In March, British and Irish customs officials backed by police and soldiers raided Murphy's border-straddling farm and uncovered a massive fuel-smuggling business, including several oil trucks and underground tanks and pipelines linking the Republic of Ireland and Northern Ireland. They also found several laptop computers and €1.1 million (US$1.3 million) in cash and checks hidden under hay bales.
History books and former IRA members have identified Murphy as a veteran IRA commander.
But Murphy has never been charged with any crime. Detectives hoping to question Murphy about the fuel-smuggling equipment, money and financial records seized at his family farm have failed to find him there.
For more than 15 years, British army observers monitored activity from a surveillance tower built specifically to look into Murphy's home, but the tower was torn down five years ago as part of Northern Ireland's peace process.

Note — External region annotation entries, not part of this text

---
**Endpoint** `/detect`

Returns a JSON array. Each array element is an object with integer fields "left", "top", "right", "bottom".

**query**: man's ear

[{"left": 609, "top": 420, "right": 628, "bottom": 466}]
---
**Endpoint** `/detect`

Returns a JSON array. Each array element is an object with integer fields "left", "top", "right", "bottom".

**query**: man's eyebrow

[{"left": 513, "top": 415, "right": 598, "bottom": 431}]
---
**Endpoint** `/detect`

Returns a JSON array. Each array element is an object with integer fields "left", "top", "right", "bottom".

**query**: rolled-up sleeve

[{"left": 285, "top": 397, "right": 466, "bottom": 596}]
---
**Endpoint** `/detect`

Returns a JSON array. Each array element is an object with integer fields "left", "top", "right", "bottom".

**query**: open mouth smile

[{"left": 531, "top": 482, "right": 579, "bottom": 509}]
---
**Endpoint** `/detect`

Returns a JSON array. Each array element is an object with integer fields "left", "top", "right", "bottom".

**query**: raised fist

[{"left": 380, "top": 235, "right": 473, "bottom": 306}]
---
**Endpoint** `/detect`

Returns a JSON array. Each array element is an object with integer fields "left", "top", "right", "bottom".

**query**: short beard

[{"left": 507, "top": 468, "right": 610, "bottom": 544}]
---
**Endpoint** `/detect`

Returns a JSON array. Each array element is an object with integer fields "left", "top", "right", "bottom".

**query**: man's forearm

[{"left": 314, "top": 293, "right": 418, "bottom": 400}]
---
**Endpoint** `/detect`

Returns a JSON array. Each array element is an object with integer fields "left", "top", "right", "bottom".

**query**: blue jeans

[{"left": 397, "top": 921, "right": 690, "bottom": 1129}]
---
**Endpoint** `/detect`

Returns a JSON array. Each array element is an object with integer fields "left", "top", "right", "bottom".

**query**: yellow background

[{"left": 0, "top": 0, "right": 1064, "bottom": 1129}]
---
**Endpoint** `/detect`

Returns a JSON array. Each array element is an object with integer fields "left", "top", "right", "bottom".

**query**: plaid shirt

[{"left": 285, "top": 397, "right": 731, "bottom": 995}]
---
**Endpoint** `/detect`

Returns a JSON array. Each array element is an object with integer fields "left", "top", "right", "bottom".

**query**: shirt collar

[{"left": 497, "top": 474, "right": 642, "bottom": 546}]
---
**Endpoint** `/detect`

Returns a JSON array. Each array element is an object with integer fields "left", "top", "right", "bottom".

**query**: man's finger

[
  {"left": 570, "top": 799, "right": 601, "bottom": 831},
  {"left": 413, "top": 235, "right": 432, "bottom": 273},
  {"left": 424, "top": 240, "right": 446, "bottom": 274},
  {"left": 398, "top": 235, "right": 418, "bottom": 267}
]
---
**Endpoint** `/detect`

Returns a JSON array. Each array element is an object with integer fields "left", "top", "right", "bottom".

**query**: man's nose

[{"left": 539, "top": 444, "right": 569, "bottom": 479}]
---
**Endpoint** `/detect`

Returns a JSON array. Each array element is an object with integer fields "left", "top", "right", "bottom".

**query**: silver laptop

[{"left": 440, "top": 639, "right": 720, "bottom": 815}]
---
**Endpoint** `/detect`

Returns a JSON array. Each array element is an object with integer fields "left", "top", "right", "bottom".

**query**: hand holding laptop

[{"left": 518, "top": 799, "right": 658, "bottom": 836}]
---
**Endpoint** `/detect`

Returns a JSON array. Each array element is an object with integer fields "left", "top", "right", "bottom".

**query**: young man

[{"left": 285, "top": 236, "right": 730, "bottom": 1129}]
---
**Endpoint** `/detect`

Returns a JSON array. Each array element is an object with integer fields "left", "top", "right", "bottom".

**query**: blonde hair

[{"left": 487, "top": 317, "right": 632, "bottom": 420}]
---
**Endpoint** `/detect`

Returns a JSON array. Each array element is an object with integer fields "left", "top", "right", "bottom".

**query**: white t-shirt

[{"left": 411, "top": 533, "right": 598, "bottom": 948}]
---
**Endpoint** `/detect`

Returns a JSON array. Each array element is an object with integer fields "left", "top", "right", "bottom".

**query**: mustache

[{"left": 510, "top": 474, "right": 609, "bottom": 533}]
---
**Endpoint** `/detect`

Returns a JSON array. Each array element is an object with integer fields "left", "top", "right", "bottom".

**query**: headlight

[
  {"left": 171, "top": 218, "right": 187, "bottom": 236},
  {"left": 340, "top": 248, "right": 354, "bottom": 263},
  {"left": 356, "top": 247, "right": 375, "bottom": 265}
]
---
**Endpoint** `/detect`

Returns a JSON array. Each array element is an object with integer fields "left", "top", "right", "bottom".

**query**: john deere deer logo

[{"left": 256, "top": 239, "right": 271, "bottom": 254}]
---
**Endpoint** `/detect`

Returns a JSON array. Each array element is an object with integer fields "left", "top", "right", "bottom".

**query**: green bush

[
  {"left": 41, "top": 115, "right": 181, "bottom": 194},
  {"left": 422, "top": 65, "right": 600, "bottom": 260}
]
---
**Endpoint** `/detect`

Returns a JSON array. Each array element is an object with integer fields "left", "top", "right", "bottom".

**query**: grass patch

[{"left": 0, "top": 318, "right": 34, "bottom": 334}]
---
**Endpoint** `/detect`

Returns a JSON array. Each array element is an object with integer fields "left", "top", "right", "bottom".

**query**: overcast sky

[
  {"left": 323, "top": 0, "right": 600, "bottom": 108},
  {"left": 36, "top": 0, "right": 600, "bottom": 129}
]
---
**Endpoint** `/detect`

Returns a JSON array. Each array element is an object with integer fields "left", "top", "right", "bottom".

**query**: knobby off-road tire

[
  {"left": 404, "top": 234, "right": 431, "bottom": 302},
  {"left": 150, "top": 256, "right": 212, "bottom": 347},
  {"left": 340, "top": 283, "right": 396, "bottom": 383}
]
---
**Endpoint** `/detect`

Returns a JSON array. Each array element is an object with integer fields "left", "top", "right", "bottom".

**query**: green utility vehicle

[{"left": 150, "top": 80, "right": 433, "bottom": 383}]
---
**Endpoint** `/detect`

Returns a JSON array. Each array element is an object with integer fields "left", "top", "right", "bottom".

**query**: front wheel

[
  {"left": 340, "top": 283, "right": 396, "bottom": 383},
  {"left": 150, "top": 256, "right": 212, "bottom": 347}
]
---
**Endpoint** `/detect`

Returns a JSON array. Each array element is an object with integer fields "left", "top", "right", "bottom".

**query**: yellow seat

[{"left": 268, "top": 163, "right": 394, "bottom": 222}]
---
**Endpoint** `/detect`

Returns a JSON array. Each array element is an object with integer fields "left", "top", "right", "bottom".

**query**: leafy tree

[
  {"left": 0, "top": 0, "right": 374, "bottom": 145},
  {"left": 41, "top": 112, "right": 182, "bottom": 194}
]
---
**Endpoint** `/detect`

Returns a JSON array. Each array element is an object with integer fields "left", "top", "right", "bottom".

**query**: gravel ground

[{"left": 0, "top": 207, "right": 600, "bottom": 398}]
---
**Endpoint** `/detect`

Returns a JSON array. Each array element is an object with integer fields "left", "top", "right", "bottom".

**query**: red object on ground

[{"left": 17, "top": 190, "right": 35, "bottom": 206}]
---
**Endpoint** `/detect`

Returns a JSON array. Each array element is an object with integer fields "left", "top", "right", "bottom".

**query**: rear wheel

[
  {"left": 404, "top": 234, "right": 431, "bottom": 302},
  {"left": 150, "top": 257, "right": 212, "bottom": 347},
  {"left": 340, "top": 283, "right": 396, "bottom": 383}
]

The most authoritative recent book on the subject, "A Secret History of the IRA" by Ed Moloney, says Murphy long served as commander of the IRA's border South Armagh brigade responsible for building and delivering many of the group's biggest vehicle bombs. The book says Murphy was instrumental in smuggling weapons from Libya in the mid-1980s and became the IRA's chief of staff in 1997.
Murphy twice sued a British newspaper, The Sunday Times, which in 1985 published the first major investigation into Murphy's career. Murphy lost both lawsuits. At the conclusion of the second case in 1998, a Dublin jury ruled that The Sunday Times was correct to describe Murphy as a millionaire smuggler and terrorist chieftain.